L’étude n’apportait pas d’information sur les lésions tubulaires, notamment en utilisant des biomarqueurs de lésions tubulaires comme KIM-1, NGAL, IGFBP7, dont l’élévation est plus précoce et spécifique que la créatininémie, et qui aurait pu permettre de différencier un effet fonctionnel transitoire d’un un véritable effet sur la prévention des lésions tubulaires.
Qu’en conclure ?
Cette étude est l’un des seuls essais randomisés à avoir montré un potentiel effet bénéfique d’une stratégie médicamenteuse dans la prévention de l’IRA. Cependant, malgré une méthodologie solide (essai contrôlé randomisé multicentrique de grande envergure), ces résultats encourageants doivent être interprétés avec prudence, cet article comportant des limites importantes, qui ne permettent pas de trancher entre un réel effet néphroprotecteur des AA, un effet prévenant les IRA essentiellement pré-rénales, ou une simple diminution transitoire de la créatininémie par mécanisme hémodynamique.

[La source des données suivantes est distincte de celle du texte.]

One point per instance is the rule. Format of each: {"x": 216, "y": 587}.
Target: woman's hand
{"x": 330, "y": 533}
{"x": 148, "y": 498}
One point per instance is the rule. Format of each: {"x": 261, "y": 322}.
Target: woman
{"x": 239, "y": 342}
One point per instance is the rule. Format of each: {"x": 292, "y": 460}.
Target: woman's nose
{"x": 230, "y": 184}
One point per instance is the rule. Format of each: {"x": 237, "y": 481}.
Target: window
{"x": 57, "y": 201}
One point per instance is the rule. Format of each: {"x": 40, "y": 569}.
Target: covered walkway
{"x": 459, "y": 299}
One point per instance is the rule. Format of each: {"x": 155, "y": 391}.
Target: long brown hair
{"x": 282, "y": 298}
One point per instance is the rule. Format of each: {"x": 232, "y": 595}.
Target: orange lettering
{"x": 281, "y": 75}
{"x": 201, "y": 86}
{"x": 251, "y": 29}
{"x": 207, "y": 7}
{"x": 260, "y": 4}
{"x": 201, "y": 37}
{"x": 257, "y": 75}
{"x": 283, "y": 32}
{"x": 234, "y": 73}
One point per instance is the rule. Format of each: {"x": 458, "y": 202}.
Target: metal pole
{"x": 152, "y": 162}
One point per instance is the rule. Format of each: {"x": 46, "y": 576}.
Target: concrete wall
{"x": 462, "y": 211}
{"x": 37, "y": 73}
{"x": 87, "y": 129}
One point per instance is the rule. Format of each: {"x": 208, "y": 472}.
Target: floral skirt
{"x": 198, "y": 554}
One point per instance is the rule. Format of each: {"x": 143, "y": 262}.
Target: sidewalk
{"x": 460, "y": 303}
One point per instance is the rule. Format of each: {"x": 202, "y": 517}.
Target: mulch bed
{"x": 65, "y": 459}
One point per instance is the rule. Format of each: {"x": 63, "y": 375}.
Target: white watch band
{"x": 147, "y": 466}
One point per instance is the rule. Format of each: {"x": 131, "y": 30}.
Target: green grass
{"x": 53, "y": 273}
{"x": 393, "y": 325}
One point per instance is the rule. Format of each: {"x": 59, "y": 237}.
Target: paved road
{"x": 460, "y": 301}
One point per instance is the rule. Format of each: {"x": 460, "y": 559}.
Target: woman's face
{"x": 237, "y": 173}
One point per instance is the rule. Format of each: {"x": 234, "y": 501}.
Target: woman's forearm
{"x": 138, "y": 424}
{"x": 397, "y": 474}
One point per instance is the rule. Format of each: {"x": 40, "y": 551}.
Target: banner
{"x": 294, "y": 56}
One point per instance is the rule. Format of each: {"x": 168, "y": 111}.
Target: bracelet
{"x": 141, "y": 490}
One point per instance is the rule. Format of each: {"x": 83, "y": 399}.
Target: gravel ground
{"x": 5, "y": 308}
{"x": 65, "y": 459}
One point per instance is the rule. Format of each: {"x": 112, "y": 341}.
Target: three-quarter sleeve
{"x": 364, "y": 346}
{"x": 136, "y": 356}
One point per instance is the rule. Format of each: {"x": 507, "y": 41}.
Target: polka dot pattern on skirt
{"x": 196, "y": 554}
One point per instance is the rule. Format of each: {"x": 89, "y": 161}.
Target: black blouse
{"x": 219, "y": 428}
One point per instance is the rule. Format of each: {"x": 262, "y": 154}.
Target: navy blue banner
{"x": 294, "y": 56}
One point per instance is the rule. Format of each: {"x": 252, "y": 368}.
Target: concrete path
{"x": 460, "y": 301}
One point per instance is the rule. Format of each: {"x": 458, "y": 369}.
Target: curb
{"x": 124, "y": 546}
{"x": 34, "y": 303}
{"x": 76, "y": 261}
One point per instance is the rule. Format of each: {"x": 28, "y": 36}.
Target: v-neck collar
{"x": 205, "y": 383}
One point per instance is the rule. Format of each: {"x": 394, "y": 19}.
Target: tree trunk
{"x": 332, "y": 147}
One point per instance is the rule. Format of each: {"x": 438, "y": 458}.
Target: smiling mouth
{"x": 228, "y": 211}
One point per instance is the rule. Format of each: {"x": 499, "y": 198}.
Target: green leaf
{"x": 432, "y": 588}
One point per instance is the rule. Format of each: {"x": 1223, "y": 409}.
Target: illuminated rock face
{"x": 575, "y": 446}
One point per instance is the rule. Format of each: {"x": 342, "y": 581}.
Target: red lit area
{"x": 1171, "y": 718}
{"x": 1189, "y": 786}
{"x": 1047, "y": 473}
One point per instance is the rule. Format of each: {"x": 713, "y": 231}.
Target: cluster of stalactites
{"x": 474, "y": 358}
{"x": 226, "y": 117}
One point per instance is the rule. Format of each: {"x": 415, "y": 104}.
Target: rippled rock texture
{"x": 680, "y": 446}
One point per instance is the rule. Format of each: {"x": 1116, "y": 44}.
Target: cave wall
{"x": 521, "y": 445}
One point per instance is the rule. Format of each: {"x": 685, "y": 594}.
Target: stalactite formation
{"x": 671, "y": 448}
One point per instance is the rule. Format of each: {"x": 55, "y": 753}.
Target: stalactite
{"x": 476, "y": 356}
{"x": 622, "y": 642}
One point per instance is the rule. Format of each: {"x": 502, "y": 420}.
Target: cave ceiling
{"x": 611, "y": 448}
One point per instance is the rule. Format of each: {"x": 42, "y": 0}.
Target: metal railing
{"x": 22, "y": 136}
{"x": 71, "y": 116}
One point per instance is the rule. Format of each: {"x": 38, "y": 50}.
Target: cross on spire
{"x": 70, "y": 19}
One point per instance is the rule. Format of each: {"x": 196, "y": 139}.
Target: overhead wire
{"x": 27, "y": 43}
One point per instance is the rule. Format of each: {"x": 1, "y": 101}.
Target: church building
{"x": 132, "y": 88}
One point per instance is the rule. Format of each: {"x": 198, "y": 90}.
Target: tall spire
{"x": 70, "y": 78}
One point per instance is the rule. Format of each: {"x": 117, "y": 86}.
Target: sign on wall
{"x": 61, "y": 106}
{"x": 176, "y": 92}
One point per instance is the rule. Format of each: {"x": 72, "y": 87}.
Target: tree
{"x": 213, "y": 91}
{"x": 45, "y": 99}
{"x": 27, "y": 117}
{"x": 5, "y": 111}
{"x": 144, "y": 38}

L’effet potentiellement néphroprotecteur des AA reste à démontrer dans d’autres situations d’IRA, et surtout sur la fonction rénale à plus long terme. On attend avec impatience d’autres études d’envergure pour confirmer ou non la place des AA comme traitement tant attendu pour prévenir l’IRA et ses complications.